Configuration: rate limiting - Ferron 3 (alpha) documentation

This page documents the rate_limit directive for configuring token bucket-based rate limiting for HTTP requests. When a client exceeds the configured rate, the server returns a 429 Too Many Requests response with a Retry-After header.

`rate_limit`

example.com {
    rate_limit {
        rate 100
        burst 50
        key remote_address
        window 60
        deny_status 429
        bucket_ttl 600
        max_buckets 100000
    }

    location /api {
        rate_limit {
            rate 10
            burst 5
            key remote_address
        }
    }
}

Multiple rate_limit blocks can be defined to apply different rules simultaneously (e.g. one per IP and one per API key).

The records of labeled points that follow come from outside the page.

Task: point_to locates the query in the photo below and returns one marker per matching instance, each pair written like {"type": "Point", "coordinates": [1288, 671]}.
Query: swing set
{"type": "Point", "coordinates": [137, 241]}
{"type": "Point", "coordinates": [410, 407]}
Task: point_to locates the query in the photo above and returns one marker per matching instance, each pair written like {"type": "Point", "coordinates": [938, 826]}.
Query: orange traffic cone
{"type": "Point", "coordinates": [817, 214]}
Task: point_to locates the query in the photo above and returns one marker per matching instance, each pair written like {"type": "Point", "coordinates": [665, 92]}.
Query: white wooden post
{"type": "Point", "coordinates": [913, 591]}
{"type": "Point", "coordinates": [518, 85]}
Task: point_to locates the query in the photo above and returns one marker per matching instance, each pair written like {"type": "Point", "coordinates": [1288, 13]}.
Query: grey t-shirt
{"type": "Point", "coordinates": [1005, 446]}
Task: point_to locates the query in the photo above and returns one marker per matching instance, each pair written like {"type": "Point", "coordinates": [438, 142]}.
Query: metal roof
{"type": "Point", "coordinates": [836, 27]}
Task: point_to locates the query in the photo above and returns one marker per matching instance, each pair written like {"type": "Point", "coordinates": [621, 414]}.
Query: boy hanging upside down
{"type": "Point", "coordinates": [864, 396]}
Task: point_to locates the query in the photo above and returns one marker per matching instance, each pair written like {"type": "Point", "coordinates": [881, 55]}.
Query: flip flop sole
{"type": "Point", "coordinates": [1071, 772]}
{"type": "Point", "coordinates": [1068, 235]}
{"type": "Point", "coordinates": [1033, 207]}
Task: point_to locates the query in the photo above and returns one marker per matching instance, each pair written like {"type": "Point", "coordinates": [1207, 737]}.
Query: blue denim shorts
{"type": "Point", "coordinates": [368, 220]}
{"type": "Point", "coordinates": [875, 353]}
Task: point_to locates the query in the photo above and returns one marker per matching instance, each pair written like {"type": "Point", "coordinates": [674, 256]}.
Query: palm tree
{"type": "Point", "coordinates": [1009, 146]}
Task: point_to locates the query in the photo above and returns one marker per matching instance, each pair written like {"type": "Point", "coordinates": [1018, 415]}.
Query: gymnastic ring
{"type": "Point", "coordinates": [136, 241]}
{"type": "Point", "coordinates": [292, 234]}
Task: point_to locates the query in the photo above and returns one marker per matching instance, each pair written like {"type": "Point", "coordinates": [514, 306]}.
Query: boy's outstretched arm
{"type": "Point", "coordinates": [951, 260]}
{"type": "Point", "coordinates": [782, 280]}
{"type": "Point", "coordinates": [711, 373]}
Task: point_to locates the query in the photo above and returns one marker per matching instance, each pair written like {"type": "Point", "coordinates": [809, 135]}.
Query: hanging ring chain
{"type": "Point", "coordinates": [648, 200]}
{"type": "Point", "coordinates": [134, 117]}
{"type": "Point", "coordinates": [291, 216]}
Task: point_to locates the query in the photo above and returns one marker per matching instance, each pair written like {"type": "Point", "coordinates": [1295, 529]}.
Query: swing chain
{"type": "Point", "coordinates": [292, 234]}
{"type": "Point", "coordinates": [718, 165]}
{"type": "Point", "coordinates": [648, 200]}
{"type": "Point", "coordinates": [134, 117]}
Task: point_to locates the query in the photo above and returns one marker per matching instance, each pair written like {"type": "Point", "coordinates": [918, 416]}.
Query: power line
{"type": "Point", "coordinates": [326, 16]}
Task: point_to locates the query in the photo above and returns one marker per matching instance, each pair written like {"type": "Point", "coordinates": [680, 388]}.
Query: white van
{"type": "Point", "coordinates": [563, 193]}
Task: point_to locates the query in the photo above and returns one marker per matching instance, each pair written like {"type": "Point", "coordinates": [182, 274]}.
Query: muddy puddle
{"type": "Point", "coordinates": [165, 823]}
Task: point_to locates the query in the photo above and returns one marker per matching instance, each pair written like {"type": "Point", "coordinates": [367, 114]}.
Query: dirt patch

Nested directive	Arguments	Description	Default
`rate`	`<int>`	Sustained requests per second (required).	—
`burst`	`<int>`	Extra tokens above `rate` (bucket capacity = `rate + burst`).	`0`
`key`	`<string>`	What to key buckets on. See key types below.	`remote_address`
`window`	`<int>`	Time window in seconds for rate calculation (used for `Retry-After`).	`60`
`deny_status`	`<int>`	HTTP status code when rate is exceeded.	`429`
`bucket_ttl`	`<int>`	Seconds before an unused bucket is evicted.	`600`
`max_buckets`	`<int>`	Maximum buckets per rule (prevents memory exhaustion).	`100000`

Key types

The key directive determines what each bucket is keyed on:

Value	Description
`remote_address`	Client IP address (default).
`uri`	Request URI path.
`request.header.<name>`	Value of the specified request header (e.g. `request.header.X-Api-Key`).

Behavior

Token bucket algorithm

Each key gets its own token bucket:

Capacity = rate + burst tokens (bucket starts full)
Refill rate = rate tokens per second (refilled lazily on each request)
Consumption = 1 token per request

When the bucket is empty, the request is rejected with the configured deny_status and a Retry-After header indicating how many seconds to wait.

Bucket eviction

To prevent unbounded memory growth from one-shot clients, buckets are evicted after bucket_ttl seconds of inactivity. The max_buckets setting provides a hard upper limit — when reached, new requests are rejected until stale buckets are evicted.

Per-location limits

rate_limit blocks inside location blocks apply only to requests matching that path. Both host-level and location-level rules are evaluated — a request must pass all rules to be served.

Configuration reload

Rate limit buckets are stored in memory and are not preserved across configuration reloads. A reload creates fresh buckets with the new configuration.

Examples

Basic IP-based rate limiting

example.com {
    rate_limit {
        rate 10
        burst 5
        key remote_address
    }
}

Allows 15 requests burst, then 10/second sustained per IP.

API key rate limiting

api.example.com {
    rate_limit {
        rate 50
        burst 100
        key request.header.X-Api-Key
    }
}

Each unique API key gets 150 requests burst, then 50/second.

Strict endpoint with custom status

example.com {
    location /login {
        rate_limit {
            rate 2
            burst 1
            deny_status 429
        }
    }
}

Limits login to 3 requests burst, then 2/second. Returns 429 when exceeded.

Observability

Metrics

The rate limiting module emits the following metrics:

ferron.ratelimit.allowed (Counter) — requests that passed rate limiting.
- Attributes: ferron.ratelimit.key_type ("ip", "header", or "uri")
ferron.ratelimit.rejected (Counter) — requests rejected due to exhausted buckets or registry at capacity.
- Attributes: ferron.ratelimit.key_type ("ip", "header", or "uri")

Logs

DEBUG: logged when a rate limit bucket is exhausted for a key.
WARN: logged when the registry reaches max_buckets capacity and backpressure is applied.

Notes and troubleshooting

Requests where the key cannot be extracted (e.g. missing header) skip that rule.
The Retry-After header value is rounded up to the nearest whole second.
Bucket memory usage is approximately 128 bytes per unique key.
Rate limiting is applied per-server-instance. For distributed rate limiting, use an external service (e.g. Redis) — this is not currently supported.
For location syntax, see Routing and URL processing.
For HTTP host directives, see HTTP host directives.